I’m always impressed by the ideas from Valeria Maltoni of Conversation Agent. Yesterday, she wrote a piece on conversation. The title sums it up: “Change the Conversation, Change the Game.”
As marketers, we are used to owning the conversation. Brand standard guides exist to ensure every level of communication is uniform and pushes the right levers. Experiential brands remain experiential. Time savers focus on time.
The challenge with digital media has been gaining an understanding on how to own the conversation in new channels. Most brands have retained tried and true methods of communicating while only shifting channels. Print and broadcast are ported to digital channels whether or not they fit the destination. Banner ads have been forced on the web even though they do not fit the medium – doubt it, check out conversion rates.

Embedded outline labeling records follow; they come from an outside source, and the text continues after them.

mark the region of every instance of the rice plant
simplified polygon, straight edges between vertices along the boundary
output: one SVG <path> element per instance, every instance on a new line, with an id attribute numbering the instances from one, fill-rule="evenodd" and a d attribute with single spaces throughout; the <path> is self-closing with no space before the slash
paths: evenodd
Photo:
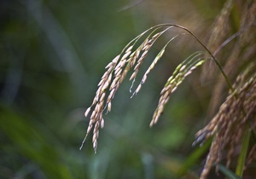
<path id="1" fill-rule="evenodd" d="M 252 141 L 253 142 L 253 145 L 250 145 L 249 142 L 252 138 L 251 136 L 254 135 L 256 127 L 256 64 L 255 55 L 242 62 L 237 62 L 239 59 L 234 58 L 234 55 L 241 52 L 237 51 L 237 49 L 244 50 L 242 49 L 251 47 L 250 44 L 255 43 L 255 38 L 247 38 L 247 36 L 250 35 L 255 38 L 255 31 L 252 32 L 252 29 L 255 26 L 256 3 L 252 1 L 244 5 L 239 31 L 227 38 L 227 30 L 224 29 L 224 26 L 226 26 L 229 20 L 233 3 L 234 1 L 232 0 L 226 1 L 224 3 L 222 12 L 217 17 L 210 32 L 210 38 L 207 45 L 191 31 L 176 24 L 157 25 L 131 40 L 120 54 L 106 66 L 106 72 L 98 84 L 98 90 L 96 92 L 92 104 L 84 113 L 85 117 L 90 117 L 90 123 L 80 149 L 87 136 L 93 130 L 92 144 L 95 153 L 96 153 L 100 127 L 102 129 L 104 127 L 103 113 L 108 113 L 111 111 L 112 101 L 128 72 L 131 72 L 129 79 L 131 81 L 130 91 L 131 97 L 133 97 L 141 90 L 143 84 L 147 81 L 148 75 L 160 60 L 163 58 L 168 44 L 173 43 L 172 41 L 180 36 L 191 36 L 202 47 L 202 51 L 196 51 L 189 55 L 176 67 L 172 76 L 167 79 L 160 91 L 158 106 L 154 112 L 149 125 L 152 127 L 159 121 L 172 94 L 196 68 L 204 65 L 202 74 L 204 78 L 210 78 L 209 76 L 217 74 L 218 71 L 220 72 L 220 75 L 224 78 L 213 88 L 213 95 L 217 90 L 222 90 L 224 86 L 227 86 L 230 91 L 226 100 L 219 107 L 218 112 L 208 124 L 195 134 L 195 141 L 193 146 L 198 143 L 201 146 L 207 139 L 212 137 L 207 161 L 201 173 L 201 179 L 207 178 L 212 167 L 223 160 L 224 150 L 227 153 L 226 167 L 229 168 L 232 160 L 234 160 L 233 156 L 235 155 L 236 147 L 241 146 L 241 153 L 234 172 L 236 172 L 236 176 L 241 177 L 243 170 L 256 158 L 255 141 Z M 138 85 L 134 88 L 137 74 L 147 59 L 148 51 L 159 38 L 173 28 L 181 30 L 183 32 L 177 33 L 166 43 L 154 59 L 152 60 L 151 65 L 146 70 L 142 79 L 140 79 Z M 238 49 L 236 51 L 230 53 L 230 60 L 227 61 L 226 63 L 223 63 L 224 59 L 217 60 L 216 55 L 221 52 L 224 47 L 234 41 L 235 38 L 238 38 Z M 255 54 L 255 52 L 252 53 Z M 210 68 L 210 63 L 214 63 L 218 71 L 215 68 Z M 236 68 L 236 72 L 232 72 L 232 73 L 225 71 L 226 66 L 230 65 L 230 63 Z M 224 66 L 223 66 L 222 64 L 224 64 Z M 218 95 L 214 96 L 214 99 L 217 99 L 217 101 L 218 100 L 218 98 L 219 98 Z M 221 166 L 221 170 L 225 171 L 223 166 Z M 218 165 L 216 166 L 216 170 L 218 170 Z"/>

Digital mediums are prime marketing tools. You have users with expressed intent devoting their sole attention to your brand. They have the ability to take action immediately. Users are able to interact in ways television, radio and print never allowed. It’s now conversation and not messaging.
I expect 2009 to be a turning point in the way marketers interact with consumers online. They will adapt to the conversational nature of the medium and begin to own the conversation again. The biggest hurdle I expect to be overcome is the ability to react to existing content rather than to create.
While consumers have long discussed products and brands in their own circles, a true authoritative voice has been missing. We have already seen the extent a connected voice can have with Dell, Zappos and Starbucks. We have seen the impact of a lack of that voice with Motrin.
Brands will begin to retake ownership again in 2009. However, this will not be done through messaging – it will be dependent on reaction. The ability to respond to niche markets and disparate voices with one unified and authoritative voice will again shift ownership of the conversation from consumers to brands.
Consumers will welcome this shift as participation provides a win-win scenario where consumers retain their voice and gain clarity. Brands retain and win consumers in addition to controlling expectations.
In the end, consumers can learn to refine their expectations while brands can learn to better serve their markets. This will be done by owning the conversation and not the message.